You need to deliver incoming streaming data to object storage.
Create an S3 bucket, create a Kinesis stream, and configure Kinesis Data Firehose to deliver the stream data to the S3 bucket.
- Kinesis stream
- S3 Bucket with a CSV file
Preparation
RANDOM_STRING=$(aws secretsmanager get-random-password \
--exclude-punctuation --exclude-uppercase \
--password-length 6 --require-each-included-type \
--output text \
--query RandomPassword)
aws s3api create-bucket --bucket awscookbook702-$RANDOM_STRING
aws kinesis create-stream --stream-name AWSCookbook702 --shard-count 1
aws kinesis describe-stream-summary --stream-name AWSCookbook702
- Open the Kinesis Data Firehose console and click the “Create delivery stream” button; choose Amazon Kinesis Data Streams for the source and Amazon S3 for the destination, as shown in Figure 2.
- For Source settings, choose the Kinesis stream that you created in the preparation steps, as shown in Figure 3.
- Keep the defaults (Disabled) for “Transform and convert records” options.
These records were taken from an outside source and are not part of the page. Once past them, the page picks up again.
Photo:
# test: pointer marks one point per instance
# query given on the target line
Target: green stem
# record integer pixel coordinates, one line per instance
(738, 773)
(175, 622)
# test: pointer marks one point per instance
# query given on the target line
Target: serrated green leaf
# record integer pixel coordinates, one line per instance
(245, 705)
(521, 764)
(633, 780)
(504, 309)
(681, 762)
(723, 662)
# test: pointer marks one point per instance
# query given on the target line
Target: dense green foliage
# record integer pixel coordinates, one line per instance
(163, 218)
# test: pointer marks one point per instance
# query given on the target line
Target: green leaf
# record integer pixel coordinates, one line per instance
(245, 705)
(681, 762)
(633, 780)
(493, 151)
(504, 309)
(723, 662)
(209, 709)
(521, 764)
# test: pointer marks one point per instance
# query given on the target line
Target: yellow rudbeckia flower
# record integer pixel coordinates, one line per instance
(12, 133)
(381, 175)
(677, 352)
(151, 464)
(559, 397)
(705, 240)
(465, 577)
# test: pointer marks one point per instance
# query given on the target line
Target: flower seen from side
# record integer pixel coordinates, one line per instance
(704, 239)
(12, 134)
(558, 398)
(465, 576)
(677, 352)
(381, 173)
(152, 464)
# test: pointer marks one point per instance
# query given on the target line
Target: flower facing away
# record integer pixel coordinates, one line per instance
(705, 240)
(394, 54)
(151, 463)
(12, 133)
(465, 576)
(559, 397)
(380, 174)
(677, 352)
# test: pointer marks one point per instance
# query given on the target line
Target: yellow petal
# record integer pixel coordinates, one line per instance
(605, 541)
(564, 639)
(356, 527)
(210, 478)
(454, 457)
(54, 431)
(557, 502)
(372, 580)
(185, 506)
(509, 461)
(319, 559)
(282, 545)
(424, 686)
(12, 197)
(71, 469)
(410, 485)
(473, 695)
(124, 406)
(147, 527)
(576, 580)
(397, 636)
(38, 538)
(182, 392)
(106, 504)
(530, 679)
For Destination settings, browse for and choose the S3 bucket that you created in the preparation steps as shown in Figure 4, and keep the defaults for the other options (disabled partitioning and no prefixes).
- Under the Advanced settings section, confirm that the “Create or update IAM role” is selected. This will create an IAM role that Kinesis can use to access the stream and S3 bucket, as shown in Figure 5.
You can test delivery to the stream from within the Kinesis console. Click the Delivery streams link in the left navigation menu, choose the stream you created, expand the “Test with demo data” section, and click the “Start sending demo data” button. This will initiate sending sample data to your stream so you can verify that it is making it to your S3 bucket.
After a few minutes, you will see a folder structure and a file appear in your S3 bucket, similar to Figure 7.
If you download and inspect the file, you will see output similar to the following:
{"CHANGE":3.95,"PRICE":79.75,"TICKER_SYMBOL":"SLW","SECTOR":"ENERGY"}
{"CHANGE":7.27,"PRICE":96.37,"TICKER_SYMBOL":"ALY","SECTOR":"ENERGY"}
{"CHANGE":-5,"PRICE":81.74,"TICKER_SYMBOL":"QXZ","SECTOR":"HEALTHCARE"}
{"CHANGE":-0.6,"PRICE":98.4,"TICKER_SYMBOL":"NFLX","SECTOR":"TECHNOLOGY"}
{"CHANGE":-0.46,"PRICE":18.92,"TICKER_SYMBOL":"PLM","SECTOR":"FINANCIAL"}
{"CHANGE":4.09,"PRICE":100.46,"TICKER_SYMBOL":"ALY","SECTOR":"ENERGY"}
{"CHANGE":2.06,"PRICE":32.34,"TICKER_SYMBOL":"PPL","SECTOR":"HEALTHCARE"}
{"CHANGE":-2.99,"PRICE":38.98,"TICKER_SYMBOL":"KFU","SECTOR":"ENERGY"}
You can delete the Kinesis Delivery Stream and Kinesis Stream from within the Kinesis console. Click the Delivery streams link in the left navigation menu, choose the stream you created, and click the Delete delivery stream button. Click the Data streams link and choose your data stream, then click the Delete stream button.
Empty the S3 bucket that you created and delete the bucket using the S3 console. You can click the “Empty” button and then the Delete button to accomplish this.
aws kinesis delete-stream --stream-name AWSCookbook702
unset RANDOM_STRING
As you begin to ingest data from various sources, your application may be consuming or reacting to streaming data in real time. In some cases, you may want to store the data from the stream to query or process it later. You can use Kinesis Data Firehose to deliver data to object storage (S3), Amazon Redshift, OpenSearch, and many third-party endpoints. You can also connect multiple delivery streams to a single producer stream to deliver data if you have to support multiple delivery locations from your streams.
Note: Kinesis Data Firehose scales automatically to handle the volume of data you need to deliver, meaning that you do not have to configure or provision additional resources if your data stream starts to receive large volumes of data. For more information on Kinesis Data Firehose features and capabilities, see the AWS documentation for Kinesis Data Firehose.
If you need to transform data before it ends up in the destination via Firehose, you can configure transformations. A transformation will automatically invoke a Lambda function as your streaming data queues up (see this Firehose article for buffer size information). This is useful when you have to adjust the schema of a record before delivery, sanitize data for long-term storage on the fly (e.g., remove personally identifiable information), or join the data with other sources before delivery. The transformation Lambda function you invoke must follow the convention specified by the Kinesis Data Firehose API. To see some examples of Lambda functions, go to the AWS Serverless Application Repository and search for “firehose.”
Configure a Firehose delivery with transformations to remove a field from the streaming data before delivery.